The Physical Nature of Circum-Galactic Gas

Recent observations by the Hubble Space Telescope (HST), combined with results from ground-based observatories, have begun to systematically probe the gaseous halos of typical (L^star) galaxies at low redshift. At the same time, complementary campaigns at high redshift are enabling us to trace the time evolution of halo gas. The striking correlation between O VI absorption in galactic halos and the specific star formation rate of central galaxies revealed by the Cosmic Origins Spectrograph (COS), in particular, highlights the close connection between circum-galactic gas and galaxy evolution. It is now also appreciated that the mass in heavy elements in galactic halos is comparable to (or greater than) the mass in heavily elements inside galaxies. The properties of halo gas are thus intimately connected to the processes driving galaxy evolution. However, the physical origin of observed galaxy-halo gas correlations and of halo gas in general is presently not understood.
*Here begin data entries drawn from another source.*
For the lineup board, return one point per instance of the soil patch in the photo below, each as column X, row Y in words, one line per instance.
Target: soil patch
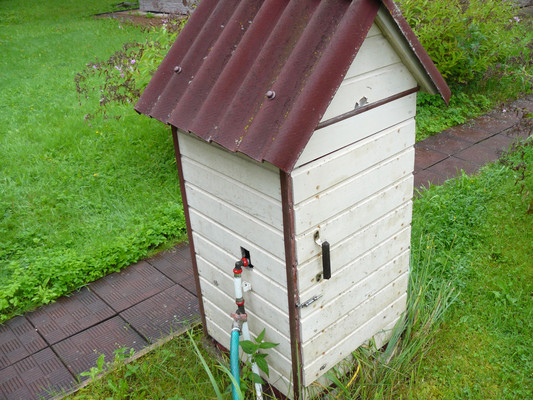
column 137, row 17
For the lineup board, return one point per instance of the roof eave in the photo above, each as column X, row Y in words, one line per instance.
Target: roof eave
column 397, row 30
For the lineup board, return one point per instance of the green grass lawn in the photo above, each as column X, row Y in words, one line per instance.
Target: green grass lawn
column 76, row 200
column 471, row 253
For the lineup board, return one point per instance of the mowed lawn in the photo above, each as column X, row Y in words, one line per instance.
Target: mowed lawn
column 77, row 200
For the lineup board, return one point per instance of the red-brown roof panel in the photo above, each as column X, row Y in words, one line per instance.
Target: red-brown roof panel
column 214, row 80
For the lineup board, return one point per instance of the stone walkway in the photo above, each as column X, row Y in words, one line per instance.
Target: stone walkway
column 43, row 352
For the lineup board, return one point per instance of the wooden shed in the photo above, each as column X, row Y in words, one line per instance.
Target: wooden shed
column 293, row 123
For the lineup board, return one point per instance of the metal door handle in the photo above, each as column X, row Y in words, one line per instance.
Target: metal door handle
column 326, row 263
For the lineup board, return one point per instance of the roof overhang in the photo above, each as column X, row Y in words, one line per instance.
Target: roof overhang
column 215, row 79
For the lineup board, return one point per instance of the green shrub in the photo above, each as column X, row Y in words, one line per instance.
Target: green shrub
column 466, row 38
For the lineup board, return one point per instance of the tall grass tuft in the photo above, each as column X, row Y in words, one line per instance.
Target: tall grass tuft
column 379, row 373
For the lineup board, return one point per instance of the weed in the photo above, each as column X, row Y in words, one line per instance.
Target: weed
column 76, row 202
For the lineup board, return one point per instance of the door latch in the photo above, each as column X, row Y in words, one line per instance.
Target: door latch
column 326, row 263
column 309, row 302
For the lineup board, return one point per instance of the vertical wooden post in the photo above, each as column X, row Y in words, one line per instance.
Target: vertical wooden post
column 292, row 282
column 189, row 230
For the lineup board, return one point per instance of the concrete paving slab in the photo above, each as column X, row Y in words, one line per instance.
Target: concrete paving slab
column 164, row 313
column 124, row 289
column 81, row 351
column 451, row 167
column 18, row 340
column 189, row 283
column 469, row 133
column 479, row 155
column 500, row 143
column 493, row 125
column 426, row 178
column 443, row 143
column 41, row 375
column 70, row 315
column 425, row 157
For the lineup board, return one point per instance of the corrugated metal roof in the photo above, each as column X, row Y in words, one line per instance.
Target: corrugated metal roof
column 215, row 79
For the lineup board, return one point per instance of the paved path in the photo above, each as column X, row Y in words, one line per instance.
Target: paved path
column 48, row 348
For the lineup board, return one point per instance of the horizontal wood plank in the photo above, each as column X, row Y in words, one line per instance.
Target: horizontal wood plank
column 369, row 88
column 348, row 131
column 231, row 243
column 229, row 191
column 335, row 200
column 262, row 286
column 218, row 288
column 262, row 177
column 349, row 300
column 328, row 171
column 223, row 321
column 236, row 220
column 375, row 53
column 350, row 266
column 356, row 218
column 376, row 314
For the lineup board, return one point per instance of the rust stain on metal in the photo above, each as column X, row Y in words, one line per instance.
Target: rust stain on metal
column 292, row 282
column 260, row 85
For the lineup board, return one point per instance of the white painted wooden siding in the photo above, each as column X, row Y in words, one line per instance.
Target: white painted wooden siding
column 353, row 184
column 235, row 202
column 376, row 73
column 334, row 137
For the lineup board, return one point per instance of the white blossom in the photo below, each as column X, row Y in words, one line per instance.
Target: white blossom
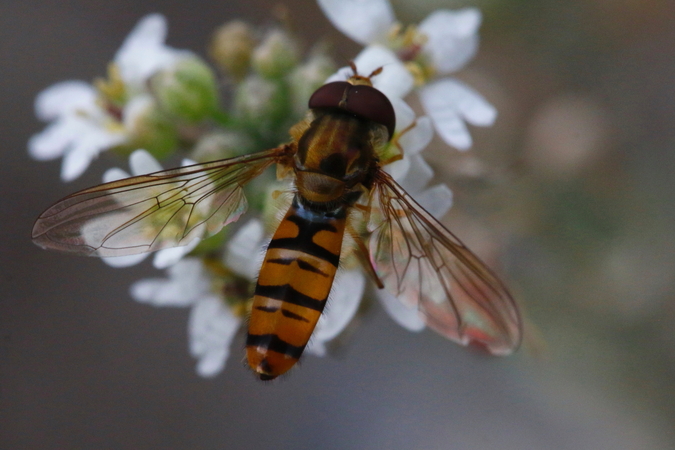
column 212, row 323
column 83, row 122
column 443, row 43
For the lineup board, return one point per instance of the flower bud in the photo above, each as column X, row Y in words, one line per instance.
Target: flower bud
column 261, row 105
column 186, row 91
column 231, row 48
column 276, row 55
column 149, row 128
column 307, row 78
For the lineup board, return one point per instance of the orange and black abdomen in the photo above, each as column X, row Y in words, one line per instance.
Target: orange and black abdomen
column 293, row 287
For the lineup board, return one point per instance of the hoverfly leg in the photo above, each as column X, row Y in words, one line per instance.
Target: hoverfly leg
column 396, row 155
column 363, row 255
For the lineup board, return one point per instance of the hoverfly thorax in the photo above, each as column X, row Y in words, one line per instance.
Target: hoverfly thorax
column 337, row 149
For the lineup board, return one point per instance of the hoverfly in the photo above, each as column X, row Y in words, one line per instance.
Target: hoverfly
column 339, row 185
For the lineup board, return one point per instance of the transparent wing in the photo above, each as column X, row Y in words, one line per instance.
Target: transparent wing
column 151, row 212
column 426, row 266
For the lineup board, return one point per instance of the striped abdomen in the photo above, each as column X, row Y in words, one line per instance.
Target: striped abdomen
column 293, row 286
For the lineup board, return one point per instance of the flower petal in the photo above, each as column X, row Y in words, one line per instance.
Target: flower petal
column 64, row 98
column 187, row 283
column 365, row 21
column 114, row 174
column 417, row 138
column 170, row 256
column 211, row 328
column 448, row 102
column 142, row 162
column 344, row 302
column 52, row 142
column 408, row 318
column 143, row 52
column 452, row 38
column 394, row 80
column 85, row 149
column 436, row 200
column 124, row 261
column 418, row 175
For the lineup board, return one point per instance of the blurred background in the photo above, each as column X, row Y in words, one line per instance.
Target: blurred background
column 568, row 196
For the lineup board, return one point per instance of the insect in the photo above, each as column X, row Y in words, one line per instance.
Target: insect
column 339, row 186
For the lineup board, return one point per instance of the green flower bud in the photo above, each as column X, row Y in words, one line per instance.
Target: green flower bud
column 261, row 105
column 307, row 78
column 149, row 128
column 187, row 91
column 231, row 48
column 276, row 55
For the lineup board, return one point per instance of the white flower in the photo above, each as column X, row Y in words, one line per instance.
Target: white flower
column 140, row 163
column 83, row 122
column 442, row 43
column 212, row 324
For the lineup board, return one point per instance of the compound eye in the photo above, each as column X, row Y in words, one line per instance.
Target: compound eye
column 371, row 104
column 360, row 100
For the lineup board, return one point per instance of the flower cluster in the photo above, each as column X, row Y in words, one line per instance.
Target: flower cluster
column 157, row 101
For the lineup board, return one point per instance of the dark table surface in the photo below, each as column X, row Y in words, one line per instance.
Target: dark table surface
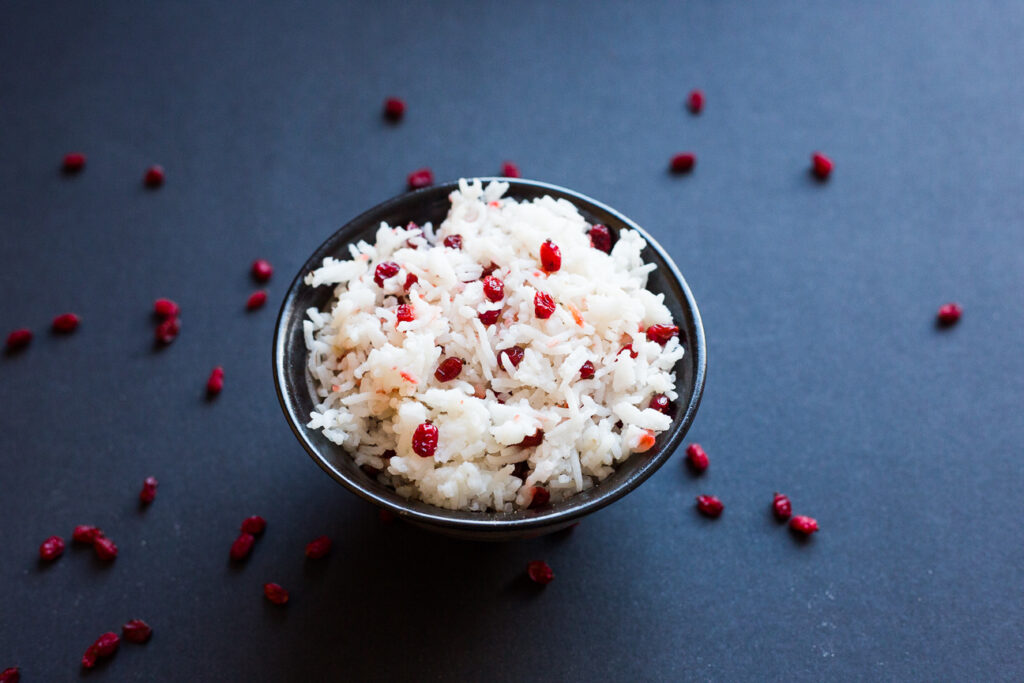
column 827, row 377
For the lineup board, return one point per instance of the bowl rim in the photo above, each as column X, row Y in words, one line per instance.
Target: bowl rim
column 437, row 516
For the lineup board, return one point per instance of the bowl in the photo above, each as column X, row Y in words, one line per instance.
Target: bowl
column 295, row 387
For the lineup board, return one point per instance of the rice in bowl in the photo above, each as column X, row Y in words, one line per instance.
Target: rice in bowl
column 555, row 368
We propose to model the halo gas of galaxies, focusing on systems probed by HST observations, with cosmological simulations of unprecedented resolution and with a much more complete and physically predictive implementation of feedback from stars and massive black holes than previously done. We will carry out detailed radiative transfer calculations, which are critical to accurately map the simulations to observables but which have been neglected or oversimplified in previous studies. Finally, we will systematically compare of our radiative transfer results with all the main existing CGM measurements. This comprehensive study will enable us to test our current best models of galaxy formation and evolution. It will also allow us to quantify the implications of HST results for key physical processes, including galactic gas accretion, the formation of cool clouds in hot halos, galactic winds driven by stars and black holes, heavy element dispersal and gas recycling, and their role in galaxy evolution. In particular, we will investigate the processes that may drive the observed dichotomy between blue star-forming discs and red quiescent ellipticals, and thus shed light on the physics of this key problem in galaxy evolution. In addition to HST, our work will have ramifications for all NASA missions used to study galaxy evolution, including the James Webb Space Telescope, WFIRST, Spitzer, Chandra, NuSTAR, and Herschel.